If $\omega$ is a pullback, say $\omega=\pi^*\alpha$, then you can show that $\omega$ is $i$-invariant just from functoriality: $i^*\omega=i^*\pi^*\alpha=(\pi \circ i)^*\alpha=\pi^*\alpha=\omega \, .$
Conversely, since $\pi$ is a covering map, it has local inverses, so you can always locally define a form $(\pi^{-1})^*\omega$. The problem is, different choices of inverse might lead to different forms. If you write everything out carefully, you can use the same kind of functoriality argument to see that if $\omega$ is $i$-invariant, all these different forms will be equal, and so $(\pi^{-1})^*\omega$ will be globally well-defined.
EDIT for a lot more detail on the hard direction:
We have a double cover $\pi:\tilde M \to M$, its corresponding involution $i$, and an $i$-invariant form $\omega$ on $\tilde M$. We would like to show that $\omega$ is the pullback of some form $\alpha$ on $M$.
Let $\mathcal{C}$ be a trivializing open cover of $M$. We will define $\alpha$ on $M$ by defining it on each $U \in \mathcal{C}$, and then showing that these definitions all agree on the intersections.
Suppose $U \subset M$ is open and trivializes $\pi$, so $\pi^{-1}(U)$ consists of two disjoint copies of $U$. That is, we have disjoint embeddings $p:U \to \tilde M$, $q:U \to \tilde M$ which locally invert $\pi$ and thus satisfy $i \circ p=q$, $i \circ q=p$. Moreover, by the same kind of functoriality calculation we did before, $ p^* \omega = (i \circ q)^* \omega = q^*i^*\omega = q^* \omega \, .\\ $ So there is a unique form $\alpha_U=p^*\omega=q^* \omega$ that can be constructed in this way.
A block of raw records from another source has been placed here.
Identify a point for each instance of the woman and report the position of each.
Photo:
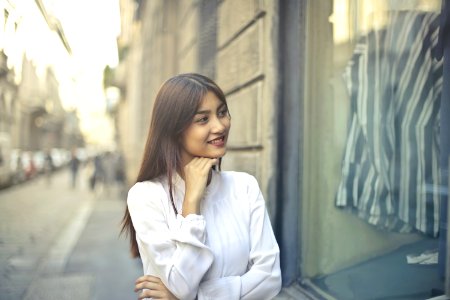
(200, 233)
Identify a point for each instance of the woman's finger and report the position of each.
(147, 285)
(151, 294)
(145, 278)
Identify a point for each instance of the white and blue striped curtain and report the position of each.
(390, 172)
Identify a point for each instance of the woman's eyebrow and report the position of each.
(208, 111)
(203, 112)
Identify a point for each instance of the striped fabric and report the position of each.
(390, 172)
Moreover, $ \omega|_{p(U)}=(p\circ\pi)^*\omega|_{p(U)}=\pi^*p^*\omega=\pi^*\alpha_U \\ \omega|_{q(U)}=(q\circ\pi)^*\omega|_{q(U)}=\pi^*q^*\omega=\pi^*\alpha_U $ since $p \circ \pi$ and $q \circ \pi$ are the identity maps on $p(U),q(U)$. So $\omega|_{\pi^{-1}(U)}=\pi^*\alpha_U$.
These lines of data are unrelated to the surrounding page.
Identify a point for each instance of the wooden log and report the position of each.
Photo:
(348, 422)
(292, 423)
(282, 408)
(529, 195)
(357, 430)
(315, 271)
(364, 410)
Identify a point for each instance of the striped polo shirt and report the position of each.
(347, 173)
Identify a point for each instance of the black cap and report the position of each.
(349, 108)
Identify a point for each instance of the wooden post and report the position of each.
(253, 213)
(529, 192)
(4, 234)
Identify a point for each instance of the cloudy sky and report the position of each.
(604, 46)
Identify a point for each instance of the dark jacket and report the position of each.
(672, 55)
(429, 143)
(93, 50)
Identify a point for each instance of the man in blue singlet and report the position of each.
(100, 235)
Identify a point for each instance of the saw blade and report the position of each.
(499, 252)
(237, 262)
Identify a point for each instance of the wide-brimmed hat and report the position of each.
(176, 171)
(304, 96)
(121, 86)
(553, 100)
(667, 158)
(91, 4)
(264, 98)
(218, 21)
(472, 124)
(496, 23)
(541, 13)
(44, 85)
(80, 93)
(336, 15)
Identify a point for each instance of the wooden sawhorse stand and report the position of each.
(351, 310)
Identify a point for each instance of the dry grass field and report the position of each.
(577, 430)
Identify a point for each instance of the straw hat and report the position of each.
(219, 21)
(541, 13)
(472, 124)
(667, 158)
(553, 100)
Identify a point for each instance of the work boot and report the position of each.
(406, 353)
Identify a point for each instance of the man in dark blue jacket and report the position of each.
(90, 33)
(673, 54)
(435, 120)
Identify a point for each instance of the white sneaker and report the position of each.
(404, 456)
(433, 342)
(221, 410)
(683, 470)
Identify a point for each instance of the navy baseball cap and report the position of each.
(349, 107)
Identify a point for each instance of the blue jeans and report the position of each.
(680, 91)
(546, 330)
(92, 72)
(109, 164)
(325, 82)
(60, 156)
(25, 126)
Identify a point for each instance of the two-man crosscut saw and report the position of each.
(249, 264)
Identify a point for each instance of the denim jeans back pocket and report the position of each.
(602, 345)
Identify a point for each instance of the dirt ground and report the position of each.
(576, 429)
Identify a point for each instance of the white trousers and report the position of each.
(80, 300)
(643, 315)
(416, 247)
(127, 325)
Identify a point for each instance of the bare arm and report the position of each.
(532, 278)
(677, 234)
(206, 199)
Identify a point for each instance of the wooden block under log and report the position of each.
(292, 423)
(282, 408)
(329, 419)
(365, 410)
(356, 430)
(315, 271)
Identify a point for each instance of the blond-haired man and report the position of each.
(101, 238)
Finally, it is clear from the construction that for $W \subset U$, $\alpha_W=\alpha_U|_W$. So, in particular, for any $U,V \in \mathcal{C}$, we have $ \alpha_U|_{U \cap V}=\alpha_{U \cap V}=\alpha_V|_{U \cap V} $ and thus the $\alpha_U$ are all restrictions of the same global form $\alpha$. Since $\omega$ is everywhere locally a pullback of $\alpha$, it is globally a pullback of $\alpha$ as desired.